We live in a world with an exponential dependence on artificial intelligence and machine learning. From fraud detection to medical diagnostics, we trust computers to handle an increasing number of tasks once managed by their human counterparts.
But in doing so, can we be confident that the decisions and recommendations are made free of bias and discrimination?
At first glance, it is safe to say that computers can’t be biased or show favor. They aren’t free thinkers (not yet anyway) and are merely tools created and used by society. As such, they are no more biased than a camera or a paintbrush. However, the reality is a bit more complicated.
Machine learning comprises the analysis of extensive collections of data, from which we determine an equation that accurately represents that data. In doing so, we can apply new inputs against that same equation to categorize and make predictions.
In its simplest form, we have a single variable x for which we attempt to determine a corresponding dependent variable y. When we plot known data on a graph, we can create a simple binary predictor by drawing a straight line between the two different outcomes.

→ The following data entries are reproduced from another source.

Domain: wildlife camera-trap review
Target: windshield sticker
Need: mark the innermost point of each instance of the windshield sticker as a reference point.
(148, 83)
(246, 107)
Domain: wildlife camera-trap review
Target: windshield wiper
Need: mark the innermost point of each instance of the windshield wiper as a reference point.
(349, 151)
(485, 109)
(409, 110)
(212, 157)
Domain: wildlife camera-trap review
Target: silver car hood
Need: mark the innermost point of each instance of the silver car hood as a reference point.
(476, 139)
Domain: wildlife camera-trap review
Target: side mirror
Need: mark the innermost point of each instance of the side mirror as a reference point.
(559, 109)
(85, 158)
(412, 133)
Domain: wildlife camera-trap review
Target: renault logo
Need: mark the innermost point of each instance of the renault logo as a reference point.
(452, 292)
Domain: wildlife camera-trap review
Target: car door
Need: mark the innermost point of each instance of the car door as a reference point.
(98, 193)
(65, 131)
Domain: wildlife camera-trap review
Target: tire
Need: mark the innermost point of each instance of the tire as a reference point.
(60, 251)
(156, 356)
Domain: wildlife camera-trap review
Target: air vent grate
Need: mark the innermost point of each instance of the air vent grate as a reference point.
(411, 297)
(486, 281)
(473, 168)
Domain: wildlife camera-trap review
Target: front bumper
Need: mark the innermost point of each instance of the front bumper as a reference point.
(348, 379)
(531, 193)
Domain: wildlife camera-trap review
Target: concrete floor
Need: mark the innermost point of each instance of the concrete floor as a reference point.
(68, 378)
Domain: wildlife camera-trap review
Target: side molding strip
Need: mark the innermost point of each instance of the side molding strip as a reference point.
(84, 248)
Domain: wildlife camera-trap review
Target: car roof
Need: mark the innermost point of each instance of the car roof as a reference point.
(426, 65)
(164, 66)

Those of you recently thrust into homeschooling may recall that the mathematical formula for a line is y = mx + b. Given a value for x, we can then calculate the corresponding y value if we know two other factors. The first is m, representing the slope of the line. The second is b, which represents the y-intercept, or the bias.
Real-world machine learning models are much more complicated than this, involving numerous inputs and resulting in intricate graphs and equations. Even so, the concepts are similar.
The remarkable growth of machine learning has much more to do with Moore’s Law and our ability to capture, store, and analyze vast amounts of data than any specific scientific breakthrough. It is the data that determines the algorithm, and the more data we have, the more accurate our models can be.
The bias within a line equation is merely a label and isn’t representative of the bias we struggle with on a day-to-day basis. However, it is critical for us to understand that there can be (and is) bias within data and we must account for that.
We experience this internally with clients as we analyze user behavior through data-driven design. If the segment of users we observe over-represents or under-represents a specific type of user, it skews our findings and results in a less than ideal design that doesn’t work for everyone. Understanding the diversity of the audience and ensuring fair representation is essential. It provides a balanced system that works for everyone in an optimal fashion.
Humans are susceptible to these types of biases every day. When we consume information that over-represents or under-represents a specific group of people, our internal predictive patterns can become skewed. The difference is that we, unlike computers, have the ability to be self-aware and (ideally) able to observe and identify these biases.
We can make adjustments, like choosing to read an alternative news source or start a conversation with a colleague who has a different perspective or background. It doesn’t mean that humans do this all the time, but we have the ability to.
Machines do not have awareness or choice, and therein lies the danger.
In many cases, the sheer volume makes it difficult to identify and address problematic data, especially in large historical datasets gathered during years of systemic racism, bigotry, and associated policies. This data is hazardous in models that attempt to predict future behavior.
Awareness is Key
While computers are unable to be biased on their own, the data that drives them most certainly can. While it is doubtful that we will be able to remove bias from the system altogether, we can take important steps to address and minimize these imbalances.
- Raise awareness: The first step is acknowledging we have a problem. Do not blindly trust the data or the results under the false pretense that these systems have no bias.
- Ensure fair representation: Question the source and means by which data was collected. Investigate the circumstances by which any group is under or over-represented. When looking for bias within the data, focus on all your data points. While it’s important to fairly represent groups historically affected by bias (culture, race, gender, etc.) you should ensure you address unfair representation in other areas as well (education, wages, etc.)
- Identify biased outcomes: Observe the results to look for categorizations or recommendations that are biased towards a specific group. Question those results to determine if the data set is fair, and to possibly determine if there are other factors at play which may skew the results.
- Adjust your models: There is a reason we have numerous different machine learning models. One size doesn’t fit all, and it’s important to make the adjustments needed to ensure the end results are fair, balanced, and accurate.
- Allow for oversight: Whenever possible, allow for peer review of your data collection techniques, your data, and your outcomes to help look for shortcomings. This is especially important in public and government-funded systems that affect our fellow citizens.
As with most tools, it is up to us as a society to ensure we take these steps to utilize machine learning with a healthy respect for its potential dangers, pitfalls, and shortcomings.